Member of the Grand National Assembly
- Incumbent
- Assumed office 7 June 2015
- Constituency: Sinop (June 2015, Nov 2015, 2018, 2023)

Personal details
- Party: Republican People's Party (CHP)
- Alma mater: Muğla University
- Occupation: Politician

= Barış Karadeniz =

Turkish politician (born 1975)

Barış Karadeniz (born 27 August 1975) is a Turkish politician from the Republican People's Party (CHP), who has served as a Member of parliament for Sinop since 7 June 2015.

== Biography ==
Barış Karadeniz was born on 27 August 1975 in Sinop Province, Turkey to Cemil Karadeniz and his wife Hatice. After completing his primary, secondary, and high-school education in Sinop, he graduated from the Muğla University's Faculty of Economics and Administrative Sciences, Department of Economics. After his military service, he worked as a teacher in Bektaşağa and Türkeli in 2000 and 2001. In 2003, he founded a public accountant office with his friend. Karadeniz is married and can speak semi-fluent English.

Karadeniz began his political career in the Social Democratic Populist Party (SHP) in 1994, first as a member of the party's youth wing. After SHP merged with Republican People's Party (CHP), he continued his political career in the CHP. In the local elections of 29 March 2009, Karadeniz was elected Mayor of Sinop Central District before resigning to contest a seat in the Grand National Assembly of Turkey (TBMM) in the forthcoming general election.
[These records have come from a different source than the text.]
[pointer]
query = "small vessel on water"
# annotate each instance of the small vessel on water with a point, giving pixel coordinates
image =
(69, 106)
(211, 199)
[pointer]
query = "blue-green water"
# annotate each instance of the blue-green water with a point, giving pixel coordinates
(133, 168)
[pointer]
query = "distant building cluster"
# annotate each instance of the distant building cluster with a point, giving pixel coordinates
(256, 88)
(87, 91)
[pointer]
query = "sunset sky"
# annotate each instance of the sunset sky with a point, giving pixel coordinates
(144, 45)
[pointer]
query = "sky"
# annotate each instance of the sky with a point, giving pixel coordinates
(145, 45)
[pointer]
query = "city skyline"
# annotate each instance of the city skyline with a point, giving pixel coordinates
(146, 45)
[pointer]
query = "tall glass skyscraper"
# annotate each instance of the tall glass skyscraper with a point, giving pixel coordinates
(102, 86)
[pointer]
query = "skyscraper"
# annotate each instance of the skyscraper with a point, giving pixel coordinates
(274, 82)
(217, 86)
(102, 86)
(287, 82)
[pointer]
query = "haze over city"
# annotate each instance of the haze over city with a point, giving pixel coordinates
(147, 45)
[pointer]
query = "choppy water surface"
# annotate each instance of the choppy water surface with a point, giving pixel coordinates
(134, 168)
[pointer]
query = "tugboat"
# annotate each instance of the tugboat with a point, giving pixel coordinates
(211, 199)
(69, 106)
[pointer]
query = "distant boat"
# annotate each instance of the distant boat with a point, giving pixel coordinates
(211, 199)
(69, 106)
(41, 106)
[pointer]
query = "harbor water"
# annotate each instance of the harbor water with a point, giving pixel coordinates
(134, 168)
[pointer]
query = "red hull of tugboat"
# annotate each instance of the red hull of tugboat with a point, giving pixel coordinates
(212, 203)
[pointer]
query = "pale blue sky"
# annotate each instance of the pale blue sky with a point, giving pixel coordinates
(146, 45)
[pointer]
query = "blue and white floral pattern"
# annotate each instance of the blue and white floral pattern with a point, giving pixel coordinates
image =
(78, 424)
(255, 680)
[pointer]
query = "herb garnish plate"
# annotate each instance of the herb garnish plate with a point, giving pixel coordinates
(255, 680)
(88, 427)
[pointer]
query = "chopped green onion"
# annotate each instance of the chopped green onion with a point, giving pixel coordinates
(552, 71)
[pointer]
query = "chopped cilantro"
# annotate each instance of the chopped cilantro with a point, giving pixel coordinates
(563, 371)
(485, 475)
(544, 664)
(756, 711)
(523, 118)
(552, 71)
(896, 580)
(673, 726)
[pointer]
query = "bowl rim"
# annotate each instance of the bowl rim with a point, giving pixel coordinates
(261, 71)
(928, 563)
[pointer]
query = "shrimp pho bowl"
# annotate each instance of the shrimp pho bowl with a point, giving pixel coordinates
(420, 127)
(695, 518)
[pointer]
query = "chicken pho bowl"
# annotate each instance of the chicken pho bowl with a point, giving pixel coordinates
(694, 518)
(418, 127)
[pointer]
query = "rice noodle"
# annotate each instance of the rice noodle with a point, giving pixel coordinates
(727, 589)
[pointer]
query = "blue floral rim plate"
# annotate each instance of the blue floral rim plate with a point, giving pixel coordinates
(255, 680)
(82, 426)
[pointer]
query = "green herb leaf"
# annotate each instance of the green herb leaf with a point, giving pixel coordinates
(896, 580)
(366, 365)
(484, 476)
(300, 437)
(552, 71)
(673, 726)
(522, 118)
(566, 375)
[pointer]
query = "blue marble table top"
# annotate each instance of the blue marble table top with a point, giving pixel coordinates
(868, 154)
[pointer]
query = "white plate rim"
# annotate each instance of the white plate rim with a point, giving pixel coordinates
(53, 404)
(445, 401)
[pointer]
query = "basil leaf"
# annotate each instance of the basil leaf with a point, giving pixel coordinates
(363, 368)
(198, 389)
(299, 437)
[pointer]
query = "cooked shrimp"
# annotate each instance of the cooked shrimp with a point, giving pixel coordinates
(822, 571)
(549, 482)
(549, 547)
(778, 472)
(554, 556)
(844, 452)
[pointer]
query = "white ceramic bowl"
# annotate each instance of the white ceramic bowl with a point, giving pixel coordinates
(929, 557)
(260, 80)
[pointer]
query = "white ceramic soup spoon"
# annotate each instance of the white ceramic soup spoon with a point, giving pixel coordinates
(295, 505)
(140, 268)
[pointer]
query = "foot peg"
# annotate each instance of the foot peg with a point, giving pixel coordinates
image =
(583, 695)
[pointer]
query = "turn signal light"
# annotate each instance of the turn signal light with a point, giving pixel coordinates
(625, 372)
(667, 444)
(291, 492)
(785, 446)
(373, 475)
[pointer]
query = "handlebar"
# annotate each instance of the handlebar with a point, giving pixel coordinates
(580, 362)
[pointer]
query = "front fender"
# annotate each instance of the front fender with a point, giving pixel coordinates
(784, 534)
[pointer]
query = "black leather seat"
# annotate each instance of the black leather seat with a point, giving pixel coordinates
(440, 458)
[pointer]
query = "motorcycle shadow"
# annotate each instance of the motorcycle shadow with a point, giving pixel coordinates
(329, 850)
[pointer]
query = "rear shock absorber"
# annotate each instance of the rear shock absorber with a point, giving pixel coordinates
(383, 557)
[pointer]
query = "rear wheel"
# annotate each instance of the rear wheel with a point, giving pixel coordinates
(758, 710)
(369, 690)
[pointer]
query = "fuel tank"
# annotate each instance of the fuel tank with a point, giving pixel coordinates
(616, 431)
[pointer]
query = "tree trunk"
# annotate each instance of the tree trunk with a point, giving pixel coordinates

Barış Karadeniz was elected as a CHP Member of Parliament for the electoral district of Sinop in the June 2015 general election and was re-elected in November 2015. He is member of several Non-governmental organizations including Atatürkist Thought Association (ADD), Association for Supporting Contemporary Life, Antinuclear Platform, SAYK, SİNOFF, and ALDER.